Tornamo-nos amigos pelas palavras. Ficamos amigos pelos gestos, pela atenção que nos dispensava, pela ternura que nos dedicava.
Talvez nunca tivesse sido capaz de escrever se não fosse o seu alento. Devo-lhe também isso!
Costumo dizer que ele me deixou uma herança preciosa, a Alice Vieira, de quem hoje sou admiradora e profundamente amiga. Poucos casais conheci que "se merecessem tanto".

Anónimo disse...

Concordo que é feio.

A actualidade também não é bonita.

Lia o MC no DL, e na altura, como se diz agora era o "máximo".

Ana Vasconcelos disse...

Lembro-me, com saudade, de um dia o meu avô, extremamente irritado com um programa de informação, exclamar: "Mal posso esperar pela crónica do Castrim, amanhã!!".

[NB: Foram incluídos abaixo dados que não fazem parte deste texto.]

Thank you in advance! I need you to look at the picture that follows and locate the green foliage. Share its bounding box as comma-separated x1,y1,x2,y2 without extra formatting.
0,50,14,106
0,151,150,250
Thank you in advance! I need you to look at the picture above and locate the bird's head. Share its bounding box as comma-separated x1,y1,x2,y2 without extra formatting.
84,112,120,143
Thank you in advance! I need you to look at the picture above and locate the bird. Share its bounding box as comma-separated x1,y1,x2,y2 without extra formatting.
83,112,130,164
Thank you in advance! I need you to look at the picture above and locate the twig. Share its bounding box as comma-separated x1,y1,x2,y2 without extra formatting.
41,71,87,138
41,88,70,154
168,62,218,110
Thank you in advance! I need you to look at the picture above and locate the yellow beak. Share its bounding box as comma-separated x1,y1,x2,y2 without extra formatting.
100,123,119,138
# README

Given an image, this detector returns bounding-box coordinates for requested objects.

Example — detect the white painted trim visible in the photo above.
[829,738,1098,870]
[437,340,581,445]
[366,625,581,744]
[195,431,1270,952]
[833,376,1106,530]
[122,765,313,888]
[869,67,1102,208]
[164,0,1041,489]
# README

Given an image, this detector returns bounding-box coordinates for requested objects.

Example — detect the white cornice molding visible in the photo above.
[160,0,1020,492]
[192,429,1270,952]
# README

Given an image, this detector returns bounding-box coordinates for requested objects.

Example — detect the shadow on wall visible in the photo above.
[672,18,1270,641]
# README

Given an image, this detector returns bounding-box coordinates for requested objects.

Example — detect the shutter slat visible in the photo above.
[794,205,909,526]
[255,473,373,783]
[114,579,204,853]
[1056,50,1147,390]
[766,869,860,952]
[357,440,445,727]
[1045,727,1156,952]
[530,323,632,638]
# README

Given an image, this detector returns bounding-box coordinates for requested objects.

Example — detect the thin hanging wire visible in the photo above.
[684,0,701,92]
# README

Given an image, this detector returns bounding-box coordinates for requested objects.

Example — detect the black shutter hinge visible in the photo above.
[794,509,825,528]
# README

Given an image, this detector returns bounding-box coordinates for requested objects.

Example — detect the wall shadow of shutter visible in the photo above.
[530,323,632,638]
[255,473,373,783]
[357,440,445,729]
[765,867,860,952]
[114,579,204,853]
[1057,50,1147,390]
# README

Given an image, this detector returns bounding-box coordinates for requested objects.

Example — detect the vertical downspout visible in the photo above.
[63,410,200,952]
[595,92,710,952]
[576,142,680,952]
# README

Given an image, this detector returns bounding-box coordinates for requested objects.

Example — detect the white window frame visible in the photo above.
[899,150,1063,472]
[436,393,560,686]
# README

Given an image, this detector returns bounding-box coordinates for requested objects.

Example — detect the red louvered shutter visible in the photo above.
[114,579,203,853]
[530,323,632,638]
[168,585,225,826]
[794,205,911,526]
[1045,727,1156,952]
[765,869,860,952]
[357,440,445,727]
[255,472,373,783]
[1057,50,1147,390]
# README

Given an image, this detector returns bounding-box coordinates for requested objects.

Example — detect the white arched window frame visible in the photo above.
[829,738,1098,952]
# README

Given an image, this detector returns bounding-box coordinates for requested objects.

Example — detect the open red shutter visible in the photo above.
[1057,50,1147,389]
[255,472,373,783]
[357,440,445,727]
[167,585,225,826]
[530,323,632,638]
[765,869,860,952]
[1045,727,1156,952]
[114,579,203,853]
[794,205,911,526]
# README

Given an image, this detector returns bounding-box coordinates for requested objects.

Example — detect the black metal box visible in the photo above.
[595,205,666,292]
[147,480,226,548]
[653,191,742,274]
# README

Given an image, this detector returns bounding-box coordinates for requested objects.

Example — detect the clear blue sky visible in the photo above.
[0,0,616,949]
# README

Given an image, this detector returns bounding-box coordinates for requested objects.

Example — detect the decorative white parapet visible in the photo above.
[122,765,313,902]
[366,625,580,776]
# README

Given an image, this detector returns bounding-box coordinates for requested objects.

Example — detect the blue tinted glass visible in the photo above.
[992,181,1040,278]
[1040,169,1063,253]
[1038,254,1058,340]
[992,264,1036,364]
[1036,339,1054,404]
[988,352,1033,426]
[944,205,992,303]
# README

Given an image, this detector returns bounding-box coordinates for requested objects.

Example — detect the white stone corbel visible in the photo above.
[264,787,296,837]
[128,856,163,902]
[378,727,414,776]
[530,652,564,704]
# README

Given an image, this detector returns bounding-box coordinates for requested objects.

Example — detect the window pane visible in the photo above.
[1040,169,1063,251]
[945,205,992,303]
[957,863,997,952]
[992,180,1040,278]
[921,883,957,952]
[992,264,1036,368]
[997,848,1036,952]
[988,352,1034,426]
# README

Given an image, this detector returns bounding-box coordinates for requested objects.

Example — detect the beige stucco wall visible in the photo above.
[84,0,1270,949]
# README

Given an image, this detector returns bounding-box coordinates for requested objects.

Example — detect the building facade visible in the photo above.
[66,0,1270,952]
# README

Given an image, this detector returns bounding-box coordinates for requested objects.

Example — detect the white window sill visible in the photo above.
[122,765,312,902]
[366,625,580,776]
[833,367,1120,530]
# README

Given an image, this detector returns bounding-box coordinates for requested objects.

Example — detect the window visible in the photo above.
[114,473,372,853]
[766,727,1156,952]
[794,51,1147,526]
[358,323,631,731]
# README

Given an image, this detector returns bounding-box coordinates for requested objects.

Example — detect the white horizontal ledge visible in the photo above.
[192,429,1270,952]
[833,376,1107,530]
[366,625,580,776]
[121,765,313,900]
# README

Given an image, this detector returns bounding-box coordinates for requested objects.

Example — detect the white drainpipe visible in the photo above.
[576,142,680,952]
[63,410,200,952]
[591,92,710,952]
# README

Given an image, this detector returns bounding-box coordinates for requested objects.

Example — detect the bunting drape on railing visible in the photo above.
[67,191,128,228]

Francisco Seixas da Costa disse...

Ao Anónimo das 12:14: "e agora mudando de tema". Isto é à vontade do freguês?

Manuel disse...

"O cavalo do lenço amarelo é perigoso" - livro infantil todo ele uma metáfora que me foi oferecido pela minha mãe tinha eu, talvez, 10 anos.
O Mário Castrim era uma entusiasmada e divertida leitura diária lá de casa, nesses tempos nostálgicos a que também chamamos infância.

Artur Gomes disse...

Foi meu professor no 7 ano (atual) na Escola Comercial Ferreira Borges...

Anónimo disse...

A minha reverência para as palavras da Dr.ª Helena Sacadura Cabral. Felizmente, ainda há pessoas com coluna vertebral, que se distinguem dos vermes paleolíticos. Não a conheço, mas admiro-a.

António Ferreira disse...

Foi meu professor de História, na Escola Comercial Oliveira Martins, no Porto, no início da década de 60.
As suas aulas eram do mais absoluto terror. Indescritíveis, mesmo. Nunca vi uma coisa igual em toda a minha vida escolar. Em todas as aulas, duas por semana, eram sempre três alunos chamados à lição(chamada oral),10 perguntas.para cada, quem aguentasse... Quem falhasse as três primeiras perguntas, dava, de imediato,lugar a outro.
Que me lembre, tive sempre a sorte de ser chamado ao sábado(dia em que as aulas terminavam às 13 horas), em que ele, de charuto no bolso superior do casaco, antecipando o fim de semana, vinha um pouquinho mais acessível, e lá me ia safando...
Naquela Escola, quem viesse a ser aluno do professor Manuel "Mau", duas respostas tinha que saber: 1- Que os Egípcios inventaram o carro de guerra, porque...RESPOSTA
...já era conhecida a roda desde os Assírios, segundo uns, e dos Caldeus, segundo outros; 2ª Estudar é verbo porque...RESPOSTA... designa acção.
No último dia de aulas, por muito que fosse o esforço, ele não conseguia esconder as lágrimas...
Tempos difíceis, Senhor Embaixador; tempos difíceis.